Drake glaubte, dass sich Emily heute bemüht hatte, nicht aufreizend zu sein, sondern ganz normal. Ihre Haare hatte sie einfach locker zusammengefasst. Sie trug eine Jeans, die Drake schon fast als zu eng bezeichnet hätte und ein weißes Achselshirt. Er hätte schwören können, dass sie sowas wie einen Oma-BH trug und sicherlich auch eine entsprechende Hose. Vorbereitung war schließlich alles. Als Mann ging man nicht heiß zu einem Date, sondern verschaffte sich vorher Erleichterung. Ob man das als Frau auch tat, wusste er nicht. Aber: Als Frau zog man sich, wenn man sicher gehen wollte, dass nichts passieren würde, einfach Oma-Unterwäsche an. So einfach war das. Emily war nicht geschminkt und hatte kein Parfüm benutzt. Er war sich nicht sicher, ob er eine Creme an ihr roch, aber mehr auch nicht. Nur ihr unverfälschter Duft. Und genau das war es, was sie für ihn unwiderstehlich wirken ließ.
Emily
Als Emily bemerkte, dass Drake nicht mehr sprach, sah sie wieder in seine Augen. Drake sagte leise ihren Namen.

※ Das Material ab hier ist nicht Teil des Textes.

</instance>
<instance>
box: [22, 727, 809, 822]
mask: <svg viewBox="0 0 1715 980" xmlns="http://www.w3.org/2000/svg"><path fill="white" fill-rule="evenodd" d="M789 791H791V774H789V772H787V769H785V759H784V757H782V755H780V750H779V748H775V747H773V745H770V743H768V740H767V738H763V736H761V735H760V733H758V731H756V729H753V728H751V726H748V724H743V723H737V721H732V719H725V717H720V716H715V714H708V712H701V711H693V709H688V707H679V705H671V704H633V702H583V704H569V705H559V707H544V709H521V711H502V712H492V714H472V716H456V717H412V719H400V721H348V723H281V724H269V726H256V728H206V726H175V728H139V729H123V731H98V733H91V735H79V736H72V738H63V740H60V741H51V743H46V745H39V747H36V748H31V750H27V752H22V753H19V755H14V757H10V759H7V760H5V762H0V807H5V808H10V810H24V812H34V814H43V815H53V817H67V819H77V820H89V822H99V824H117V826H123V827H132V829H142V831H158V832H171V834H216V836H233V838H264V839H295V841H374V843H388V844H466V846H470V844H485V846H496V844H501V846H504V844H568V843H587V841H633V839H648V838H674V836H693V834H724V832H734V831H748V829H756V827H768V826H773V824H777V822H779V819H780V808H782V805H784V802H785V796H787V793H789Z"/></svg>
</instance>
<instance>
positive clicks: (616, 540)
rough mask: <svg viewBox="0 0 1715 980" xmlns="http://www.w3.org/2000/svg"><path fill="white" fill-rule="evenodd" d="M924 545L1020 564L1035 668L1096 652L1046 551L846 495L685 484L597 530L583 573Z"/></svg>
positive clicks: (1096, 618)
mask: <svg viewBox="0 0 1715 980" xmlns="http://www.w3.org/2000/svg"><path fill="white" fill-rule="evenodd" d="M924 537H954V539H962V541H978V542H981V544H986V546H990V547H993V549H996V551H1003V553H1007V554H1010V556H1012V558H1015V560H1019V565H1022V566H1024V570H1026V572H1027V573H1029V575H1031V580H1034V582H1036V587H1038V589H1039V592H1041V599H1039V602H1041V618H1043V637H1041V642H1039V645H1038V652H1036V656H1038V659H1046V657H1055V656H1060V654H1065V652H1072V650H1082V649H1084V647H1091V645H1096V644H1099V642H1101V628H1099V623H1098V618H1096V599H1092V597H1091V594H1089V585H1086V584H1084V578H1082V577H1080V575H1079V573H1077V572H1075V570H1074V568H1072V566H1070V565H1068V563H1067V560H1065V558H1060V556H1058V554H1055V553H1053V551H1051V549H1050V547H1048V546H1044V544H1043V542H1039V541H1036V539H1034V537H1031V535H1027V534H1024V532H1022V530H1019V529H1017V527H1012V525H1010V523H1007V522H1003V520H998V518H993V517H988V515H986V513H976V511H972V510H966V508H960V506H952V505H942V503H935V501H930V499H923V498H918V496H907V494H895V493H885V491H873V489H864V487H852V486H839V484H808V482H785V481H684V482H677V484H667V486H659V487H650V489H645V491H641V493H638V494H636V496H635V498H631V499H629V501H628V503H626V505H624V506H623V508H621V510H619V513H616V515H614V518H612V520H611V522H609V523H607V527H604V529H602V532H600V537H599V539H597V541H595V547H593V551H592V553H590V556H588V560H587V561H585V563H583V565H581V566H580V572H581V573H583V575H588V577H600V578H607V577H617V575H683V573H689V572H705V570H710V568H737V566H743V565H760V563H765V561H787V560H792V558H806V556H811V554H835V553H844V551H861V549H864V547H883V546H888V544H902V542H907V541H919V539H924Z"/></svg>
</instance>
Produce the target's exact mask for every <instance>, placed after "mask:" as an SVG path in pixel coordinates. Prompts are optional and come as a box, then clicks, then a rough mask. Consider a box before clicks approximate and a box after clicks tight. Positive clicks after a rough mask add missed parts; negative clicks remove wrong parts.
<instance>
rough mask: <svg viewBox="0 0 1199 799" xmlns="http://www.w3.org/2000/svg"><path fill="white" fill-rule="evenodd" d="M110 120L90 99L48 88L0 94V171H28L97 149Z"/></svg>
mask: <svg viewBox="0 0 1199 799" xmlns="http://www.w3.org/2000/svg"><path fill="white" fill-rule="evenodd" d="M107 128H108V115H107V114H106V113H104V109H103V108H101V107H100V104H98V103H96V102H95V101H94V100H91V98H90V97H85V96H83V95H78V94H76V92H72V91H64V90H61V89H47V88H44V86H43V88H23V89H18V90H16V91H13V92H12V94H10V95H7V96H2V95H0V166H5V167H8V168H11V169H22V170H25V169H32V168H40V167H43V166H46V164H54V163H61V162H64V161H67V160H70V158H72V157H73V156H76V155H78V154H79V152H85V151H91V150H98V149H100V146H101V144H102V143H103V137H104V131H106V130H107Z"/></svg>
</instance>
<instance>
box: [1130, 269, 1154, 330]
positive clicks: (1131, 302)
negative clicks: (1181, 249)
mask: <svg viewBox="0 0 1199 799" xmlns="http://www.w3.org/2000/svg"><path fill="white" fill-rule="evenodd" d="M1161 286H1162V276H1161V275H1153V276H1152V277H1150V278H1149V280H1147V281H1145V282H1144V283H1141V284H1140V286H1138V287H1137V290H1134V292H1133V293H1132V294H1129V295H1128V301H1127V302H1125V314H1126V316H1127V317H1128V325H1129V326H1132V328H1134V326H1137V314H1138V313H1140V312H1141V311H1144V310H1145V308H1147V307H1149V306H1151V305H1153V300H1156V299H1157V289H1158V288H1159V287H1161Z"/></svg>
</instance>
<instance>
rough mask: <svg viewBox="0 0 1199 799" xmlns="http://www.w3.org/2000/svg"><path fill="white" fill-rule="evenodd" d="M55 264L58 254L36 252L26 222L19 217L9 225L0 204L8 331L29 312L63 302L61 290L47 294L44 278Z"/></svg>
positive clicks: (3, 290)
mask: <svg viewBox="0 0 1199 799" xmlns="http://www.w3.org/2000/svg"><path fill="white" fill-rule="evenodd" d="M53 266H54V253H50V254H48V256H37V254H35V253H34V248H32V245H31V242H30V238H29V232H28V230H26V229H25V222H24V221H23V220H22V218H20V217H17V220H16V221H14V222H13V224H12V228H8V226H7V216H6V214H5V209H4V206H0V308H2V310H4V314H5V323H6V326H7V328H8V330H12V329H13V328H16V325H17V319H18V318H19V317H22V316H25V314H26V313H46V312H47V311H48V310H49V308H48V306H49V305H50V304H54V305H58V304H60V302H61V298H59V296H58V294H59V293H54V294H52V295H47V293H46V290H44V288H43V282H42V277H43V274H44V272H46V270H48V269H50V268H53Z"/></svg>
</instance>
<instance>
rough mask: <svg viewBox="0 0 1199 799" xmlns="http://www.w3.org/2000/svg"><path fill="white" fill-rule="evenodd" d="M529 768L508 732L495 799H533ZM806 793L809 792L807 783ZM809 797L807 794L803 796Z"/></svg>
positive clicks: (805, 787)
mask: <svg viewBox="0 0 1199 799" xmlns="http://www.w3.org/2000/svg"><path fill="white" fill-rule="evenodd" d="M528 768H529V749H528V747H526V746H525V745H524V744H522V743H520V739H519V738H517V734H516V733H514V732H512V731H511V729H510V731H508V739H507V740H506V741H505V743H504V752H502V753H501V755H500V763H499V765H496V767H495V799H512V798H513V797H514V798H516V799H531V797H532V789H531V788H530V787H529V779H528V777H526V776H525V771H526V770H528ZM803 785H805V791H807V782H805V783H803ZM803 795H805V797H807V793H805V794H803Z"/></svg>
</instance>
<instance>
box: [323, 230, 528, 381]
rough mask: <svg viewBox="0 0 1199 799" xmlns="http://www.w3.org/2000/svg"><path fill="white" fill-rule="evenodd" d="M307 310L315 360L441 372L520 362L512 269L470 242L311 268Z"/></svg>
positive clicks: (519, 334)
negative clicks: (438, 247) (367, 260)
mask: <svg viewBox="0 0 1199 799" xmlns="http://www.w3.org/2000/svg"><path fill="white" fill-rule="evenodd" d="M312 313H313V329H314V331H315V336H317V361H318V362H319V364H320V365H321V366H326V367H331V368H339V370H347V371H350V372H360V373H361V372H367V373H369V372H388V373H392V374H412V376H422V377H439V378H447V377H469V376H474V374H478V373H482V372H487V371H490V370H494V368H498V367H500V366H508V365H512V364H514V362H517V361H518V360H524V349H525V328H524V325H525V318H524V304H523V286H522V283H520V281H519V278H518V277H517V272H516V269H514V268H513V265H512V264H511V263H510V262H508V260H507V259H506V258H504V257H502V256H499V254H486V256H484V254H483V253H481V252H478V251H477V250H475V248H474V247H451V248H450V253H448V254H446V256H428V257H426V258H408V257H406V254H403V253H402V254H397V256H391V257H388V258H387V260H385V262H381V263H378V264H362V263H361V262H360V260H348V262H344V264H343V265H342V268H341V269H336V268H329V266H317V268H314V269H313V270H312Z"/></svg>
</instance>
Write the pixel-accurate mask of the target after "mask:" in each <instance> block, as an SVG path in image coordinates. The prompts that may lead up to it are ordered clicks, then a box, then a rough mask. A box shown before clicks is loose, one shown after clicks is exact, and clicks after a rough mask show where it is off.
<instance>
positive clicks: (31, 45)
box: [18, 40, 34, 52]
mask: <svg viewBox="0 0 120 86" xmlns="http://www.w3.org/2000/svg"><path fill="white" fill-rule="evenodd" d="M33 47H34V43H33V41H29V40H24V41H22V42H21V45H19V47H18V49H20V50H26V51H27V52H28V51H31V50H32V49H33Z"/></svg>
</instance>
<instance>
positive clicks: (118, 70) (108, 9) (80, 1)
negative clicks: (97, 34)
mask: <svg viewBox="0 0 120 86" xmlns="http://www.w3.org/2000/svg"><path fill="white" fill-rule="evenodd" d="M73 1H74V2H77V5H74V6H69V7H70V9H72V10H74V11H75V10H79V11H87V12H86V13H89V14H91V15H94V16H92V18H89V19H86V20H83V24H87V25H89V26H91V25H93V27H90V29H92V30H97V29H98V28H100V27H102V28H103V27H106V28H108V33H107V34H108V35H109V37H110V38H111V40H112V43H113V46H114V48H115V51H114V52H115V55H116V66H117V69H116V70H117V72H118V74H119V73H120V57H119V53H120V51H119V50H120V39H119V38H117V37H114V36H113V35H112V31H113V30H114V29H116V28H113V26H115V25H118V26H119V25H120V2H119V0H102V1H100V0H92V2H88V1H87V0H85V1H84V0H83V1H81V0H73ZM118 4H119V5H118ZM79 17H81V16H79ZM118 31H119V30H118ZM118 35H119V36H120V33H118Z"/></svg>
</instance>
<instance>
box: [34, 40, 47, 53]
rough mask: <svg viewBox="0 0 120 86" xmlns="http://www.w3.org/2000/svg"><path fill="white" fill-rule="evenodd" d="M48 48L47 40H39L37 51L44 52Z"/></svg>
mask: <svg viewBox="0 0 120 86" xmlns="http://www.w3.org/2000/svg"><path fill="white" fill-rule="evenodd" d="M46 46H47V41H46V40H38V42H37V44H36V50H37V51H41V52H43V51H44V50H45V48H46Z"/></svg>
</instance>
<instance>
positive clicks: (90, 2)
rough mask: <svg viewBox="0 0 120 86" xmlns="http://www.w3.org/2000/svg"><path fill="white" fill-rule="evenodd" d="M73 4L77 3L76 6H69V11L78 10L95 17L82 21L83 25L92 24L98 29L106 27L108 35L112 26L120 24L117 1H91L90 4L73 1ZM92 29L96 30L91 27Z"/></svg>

„Oh, entschuldige, ich . . . nicht das Du glaubst, das wäre langweilig, was Du mir erzählst, aber ich . . .“, sie redete viel zu schnell und verhaspelte sich. Dann griff sie nach ihrem Wasser und nahm einen großen Schluck. „Ich hab noch selbstgemachtes Eis da. Magst Du?“
Zusammen gingen sie in die Küche und Emily sagte Drake, wo er Eisschalen finden konnte, während sie das Eis aus dem Gefrierschrank holte. Gemeinsam verteilten sie das Eis in die Schalen. Dabei konnten sie nicht verhindern, dass sich ihre Finger berührten, auch wenn sie es versuchten. Jedes Mal hielten sie kurz inne, sahen sich an. Dann berührten sich ihr Hände ein paar Mal absichtlich und sie begannen, in der Küche rum zu blödeln.